- [p. 19] "Miss Tick was a sort of witch-finder"
A neat reversal of the Roundworld witch-finder concept (in the same vein as the Witch Trials). See the annotation for p. 109 of Good Omens .
- [p. 39] "Kelda Jeannie was from the Long Lake clan, up in the mountains -- and they did write things down."
This could well be the Nac Mac Feegle clan from Carpe Jugulum. The lake they settled at wasn't actually named but, looking at the Lancre Mapp, it certainly is long. And they do indeed write things down: "We of the Nac Mac Feegle are a simple folk, but we write verra comp-lic-ated documents".
- [p. 47] "'There can only be one, is that not so?'"
Highlander, again. See the annotation for p. 6 of Carpe Jugulum .
- [p. 52] "'It's a shamble'"
On Roundworld, the word shamble has no magical connotations, as far as I know. The thing Miss Tick has created would probably be called a focus, or a talisman, or perhaps, somewhat misguidedly, a dream catcher.
- [p. 73] "a dobby stone"
The idea that stones with holes in them are magical first appeared in Guards! Guards! On the Discworld, they were first called 'dobby stones' in the Thieves' Guild Diary, after a con-man called Dobby Stone.
Here on Roundworld, 'dobby stones' are hollow stones with a hole in the top, into which are poured offerings of milk to spirits. In Scotland they did something similar, offering milk to Gruac, a goddess who watched over cattle.
Stones with holes are generally considered lucky, and are sometimes called hagstones. There are also slightly different stones with holes called brownie stones (a dobby is another name for a brownie). Which brings us back to the Nac Mac Feegle.

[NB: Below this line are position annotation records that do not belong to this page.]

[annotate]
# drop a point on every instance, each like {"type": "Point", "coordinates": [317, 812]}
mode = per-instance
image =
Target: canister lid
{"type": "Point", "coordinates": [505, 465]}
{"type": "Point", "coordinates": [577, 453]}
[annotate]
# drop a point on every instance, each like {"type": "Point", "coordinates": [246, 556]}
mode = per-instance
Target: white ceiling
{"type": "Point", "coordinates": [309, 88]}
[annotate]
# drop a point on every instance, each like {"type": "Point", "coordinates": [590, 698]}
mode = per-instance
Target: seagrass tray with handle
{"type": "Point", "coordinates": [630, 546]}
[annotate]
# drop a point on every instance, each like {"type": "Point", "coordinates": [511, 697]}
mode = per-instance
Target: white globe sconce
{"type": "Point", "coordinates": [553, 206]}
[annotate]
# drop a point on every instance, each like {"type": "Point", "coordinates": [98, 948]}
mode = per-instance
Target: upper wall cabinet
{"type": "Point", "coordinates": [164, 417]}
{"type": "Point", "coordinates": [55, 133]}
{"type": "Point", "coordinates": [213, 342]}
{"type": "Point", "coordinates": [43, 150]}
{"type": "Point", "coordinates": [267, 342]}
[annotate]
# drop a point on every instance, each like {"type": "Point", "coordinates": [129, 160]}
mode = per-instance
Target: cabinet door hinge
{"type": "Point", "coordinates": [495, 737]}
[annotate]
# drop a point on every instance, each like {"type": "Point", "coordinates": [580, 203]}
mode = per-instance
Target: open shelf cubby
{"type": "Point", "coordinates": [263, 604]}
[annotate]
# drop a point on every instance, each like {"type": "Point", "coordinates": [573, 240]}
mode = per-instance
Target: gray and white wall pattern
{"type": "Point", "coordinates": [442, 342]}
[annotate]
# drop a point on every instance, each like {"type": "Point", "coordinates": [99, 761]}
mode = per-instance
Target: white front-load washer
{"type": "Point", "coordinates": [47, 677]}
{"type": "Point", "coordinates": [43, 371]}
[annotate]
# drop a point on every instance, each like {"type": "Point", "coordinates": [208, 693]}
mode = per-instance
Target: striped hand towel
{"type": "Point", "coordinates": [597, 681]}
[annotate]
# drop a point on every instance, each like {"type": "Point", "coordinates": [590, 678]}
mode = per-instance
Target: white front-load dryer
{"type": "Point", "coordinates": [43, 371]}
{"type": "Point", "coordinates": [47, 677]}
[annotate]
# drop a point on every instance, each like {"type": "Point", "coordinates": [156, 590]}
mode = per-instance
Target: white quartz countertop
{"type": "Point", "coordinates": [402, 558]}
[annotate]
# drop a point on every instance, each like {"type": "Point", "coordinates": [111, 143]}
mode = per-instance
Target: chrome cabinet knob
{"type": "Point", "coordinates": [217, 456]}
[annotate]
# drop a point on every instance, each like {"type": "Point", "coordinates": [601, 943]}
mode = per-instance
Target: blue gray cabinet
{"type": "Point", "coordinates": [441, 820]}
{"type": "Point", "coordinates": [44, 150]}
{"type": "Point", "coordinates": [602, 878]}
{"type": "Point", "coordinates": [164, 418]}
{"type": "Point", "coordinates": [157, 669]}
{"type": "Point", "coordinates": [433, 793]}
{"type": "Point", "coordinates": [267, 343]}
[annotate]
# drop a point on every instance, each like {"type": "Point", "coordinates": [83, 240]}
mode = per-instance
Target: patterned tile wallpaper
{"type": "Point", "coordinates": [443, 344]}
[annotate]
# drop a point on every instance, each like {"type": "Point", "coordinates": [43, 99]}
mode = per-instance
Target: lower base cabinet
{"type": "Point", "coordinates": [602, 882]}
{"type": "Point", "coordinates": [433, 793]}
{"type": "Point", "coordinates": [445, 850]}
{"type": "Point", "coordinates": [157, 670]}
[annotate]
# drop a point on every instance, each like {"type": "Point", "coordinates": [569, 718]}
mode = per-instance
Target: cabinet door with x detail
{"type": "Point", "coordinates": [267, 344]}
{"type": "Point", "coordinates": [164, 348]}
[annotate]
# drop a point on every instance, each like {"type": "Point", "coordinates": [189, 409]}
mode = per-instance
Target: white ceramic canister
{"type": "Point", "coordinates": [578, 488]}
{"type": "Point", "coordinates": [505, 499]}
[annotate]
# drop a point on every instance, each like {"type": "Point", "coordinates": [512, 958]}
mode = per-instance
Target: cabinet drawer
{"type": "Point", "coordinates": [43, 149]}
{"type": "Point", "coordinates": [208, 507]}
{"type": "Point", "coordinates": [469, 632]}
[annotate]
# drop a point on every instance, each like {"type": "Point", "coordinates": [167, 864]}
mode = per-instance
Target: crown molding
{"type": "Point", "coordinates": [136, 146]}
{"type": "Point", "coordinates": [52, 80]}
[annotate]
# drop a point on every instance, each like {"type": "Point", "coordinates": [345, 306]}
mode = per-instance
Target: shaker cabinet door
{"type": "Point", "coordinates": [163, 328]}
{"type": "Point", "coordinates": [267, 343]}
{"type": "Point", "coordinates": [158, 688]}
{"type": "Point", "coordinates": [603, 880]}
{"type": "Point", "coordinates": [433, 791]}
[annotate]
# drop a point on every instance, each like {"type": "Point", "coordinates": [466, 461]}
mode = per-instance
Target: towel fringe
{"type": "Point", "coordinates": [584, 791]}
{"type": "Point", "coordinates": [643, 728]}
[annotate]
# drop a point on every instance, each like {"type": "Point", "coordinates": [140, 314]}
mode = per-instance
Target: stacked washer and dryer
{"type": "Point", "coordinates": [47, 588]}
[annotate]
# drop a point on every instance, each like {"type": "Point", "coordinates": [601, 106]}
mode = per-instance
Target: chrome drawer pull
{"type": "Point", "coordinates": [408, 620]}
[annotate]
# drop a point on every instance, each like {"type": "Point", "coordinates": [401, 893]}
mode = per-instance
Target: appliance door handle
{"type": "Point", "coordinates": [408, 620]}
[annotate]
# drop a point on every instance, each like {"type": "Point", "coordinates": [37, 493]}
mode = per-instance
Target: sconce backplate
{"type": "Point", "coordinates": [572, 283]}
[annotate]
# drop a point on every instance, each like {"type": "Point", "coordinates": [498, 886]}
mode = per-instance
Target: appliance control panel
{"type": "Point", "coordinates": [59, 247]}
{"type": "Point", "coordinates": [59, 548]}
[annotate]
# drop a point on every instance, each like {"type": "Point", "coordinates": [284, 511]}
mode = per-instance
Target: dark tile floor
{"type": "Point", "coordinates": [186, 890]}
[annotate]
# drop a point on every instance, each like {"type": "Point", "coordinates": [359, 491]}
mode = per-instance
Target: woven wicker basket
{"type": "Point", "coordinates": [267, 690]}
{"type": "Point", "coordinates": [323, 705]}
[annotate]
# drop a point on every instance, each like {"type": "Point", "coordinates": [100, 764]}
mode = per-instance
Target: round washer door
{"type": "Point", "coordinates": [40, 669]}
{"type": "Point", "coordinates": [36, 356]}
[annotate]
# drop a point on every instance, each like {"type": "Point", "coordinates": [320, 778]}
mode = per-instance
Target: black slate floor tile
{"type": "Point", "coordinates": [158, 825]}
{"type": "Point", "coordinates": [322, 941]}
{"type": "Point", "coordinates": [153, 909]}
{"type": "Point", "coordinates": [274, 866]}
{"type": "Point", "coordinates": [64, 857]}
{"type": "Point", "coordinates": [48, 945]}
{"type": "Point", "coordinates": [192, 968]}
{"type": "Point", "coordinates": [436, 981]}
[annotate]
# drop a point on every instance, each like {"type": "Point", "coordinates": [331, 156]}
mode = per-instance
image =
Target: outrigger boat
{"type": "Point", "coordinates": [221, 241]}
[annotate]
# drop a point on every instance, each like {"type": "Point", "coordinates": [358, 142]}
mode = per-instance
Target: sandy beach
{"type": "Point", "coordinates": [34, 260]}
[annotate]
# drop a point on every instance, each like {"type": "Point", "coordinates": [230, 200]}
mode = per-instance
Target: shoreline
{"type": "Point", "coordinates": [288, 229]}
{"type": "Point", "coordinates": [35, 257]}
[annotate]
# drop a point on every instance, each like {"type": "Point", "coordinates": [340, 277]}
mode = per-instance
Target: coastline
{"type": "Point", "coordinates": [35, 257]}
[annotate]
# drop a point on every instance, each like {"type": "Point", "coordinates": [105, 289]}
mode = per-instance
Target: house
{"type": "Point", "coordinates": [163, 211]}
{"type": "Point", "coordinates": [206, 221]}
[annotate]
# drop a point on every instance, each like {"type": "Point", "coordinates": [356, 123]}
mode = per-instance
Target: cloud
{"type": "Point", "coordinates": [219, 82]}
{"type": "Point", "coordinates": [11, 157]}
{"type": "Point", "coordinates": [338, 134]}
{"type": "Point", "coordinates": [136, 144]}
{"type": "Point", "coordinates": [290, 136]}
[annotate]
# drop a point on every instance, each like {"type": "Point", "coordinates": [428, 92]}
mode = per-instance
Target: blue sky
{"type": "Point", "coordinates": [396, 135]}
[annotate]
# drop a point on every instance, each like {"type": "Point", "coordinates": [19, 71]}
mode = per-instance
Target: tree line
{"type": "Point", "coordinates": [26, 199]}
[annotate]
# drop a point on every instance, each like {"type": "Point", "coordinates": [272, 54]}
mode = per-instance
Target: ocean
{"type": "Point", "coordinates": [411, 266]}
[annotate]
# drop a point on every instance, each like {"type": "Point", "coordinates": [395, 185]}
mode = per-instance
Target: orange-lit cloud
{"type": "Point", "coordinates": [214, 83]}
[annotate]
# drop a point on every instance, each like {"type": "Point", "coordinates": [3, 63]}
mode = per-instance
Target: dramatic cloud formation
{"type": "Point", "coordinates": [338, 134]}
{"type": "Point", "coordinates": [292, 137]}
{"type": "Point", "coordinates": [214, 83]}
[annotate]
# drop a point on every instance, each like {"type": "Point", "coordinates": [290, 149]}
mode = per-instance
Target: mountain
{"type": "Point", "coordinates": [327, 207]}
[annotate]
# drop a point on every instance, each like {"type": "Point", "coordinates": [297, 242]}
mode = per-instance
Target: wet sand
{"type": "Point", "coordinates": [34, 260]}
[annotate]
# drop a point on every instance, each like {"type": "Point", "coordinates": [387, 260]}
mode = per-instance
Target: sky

- [p. 79] "Professor Monty Bladder's Three Ring Circus"
It is difficult to believe that a British humorist could call a circus owner "Monty" by coincidence.
- [p. 93] "The ill-fated First Expedition to the Loko Region"
The story of this expedition is told in The Science of Discworld. The former inhabitants of Loko seem to have specialised in Meddling With Things Man Was Not Meant To Know.
- [p. 136] "Mrs Earwig"
Mrs Earwig first appeared in the Discworld short story 'The Sea And Little Fishes', where she challenged a centipede to an arse-kick... sorry, questioned Granny Weatherwax's authority.
In some ways the second half of A Hat Full Of Sky is as much as sequel to The Sea and Little Fishes as it is to The Wee Free Men.
- [p. 179] "'It's pronounced Ah-wij,' said Mrs Earwig coldly."
In the BBC television comedy Keeping Up Appearances, the snobbish, Mrs Earwig-like Hyacinth Bucket always insists her name is pronounced "Bouquet".
- [p. 185] "Lovely to look at/Nice to hold/If you drop it/You get torn apart by wild horses"
A sign occasionally seen in gift shops, except the last two lines are normally "If you break it/Consider it sold".
- [p. 230] "'What ha' I done to be among this parcel o' rogues?'"
Reference to A Parcel O Rogues In A Nation by Robert Burns:
Fareweel to a' oor Scottish fame
Fareweel oor ancient glory
Fareweel even tae oor Scottish name
Sae famed in martial story
Noo Sark runs o'er the Solway sands
Tweed runs tae the ocean
Tae mark where England's province stands
Such a parcel o' rogues in a nation
Much of the rest of Awf'ly Wee Billy's outburst reflects traditional Scottish curses.
- [p. 289] "The Ducking Stool was very popular among young children on such a hot day."
Ducking stool type things are popular at modern fairs, but the significance of their presence at Witch Trials goes without saying. (See also the annotation for p. 54 of Witches Abroad .)
- [p. 317] "'I'm telling you this as a friend.'"
A phrase Mrs Earwig used to Granny Weatherwax in The Sea And Little Fishes, prompting Nanny Ogg to think that "Nobody even remotely friendly would say a thing like that."
- [p. 323] "There were no judges, and no prizes."
In The Sea And Little Fishes Mrs Earwig does set up a judging panel, and spends ten dollars on a trophy cup. However, given how that turned out it is unsurprising she has not tried it again.
- [p. 333] "When I'm old I shall wear midnight, she'd decided."
"When I am an old woman, I shall wear purple", the opening line of Jenny Joseph's 1961 poem Warning.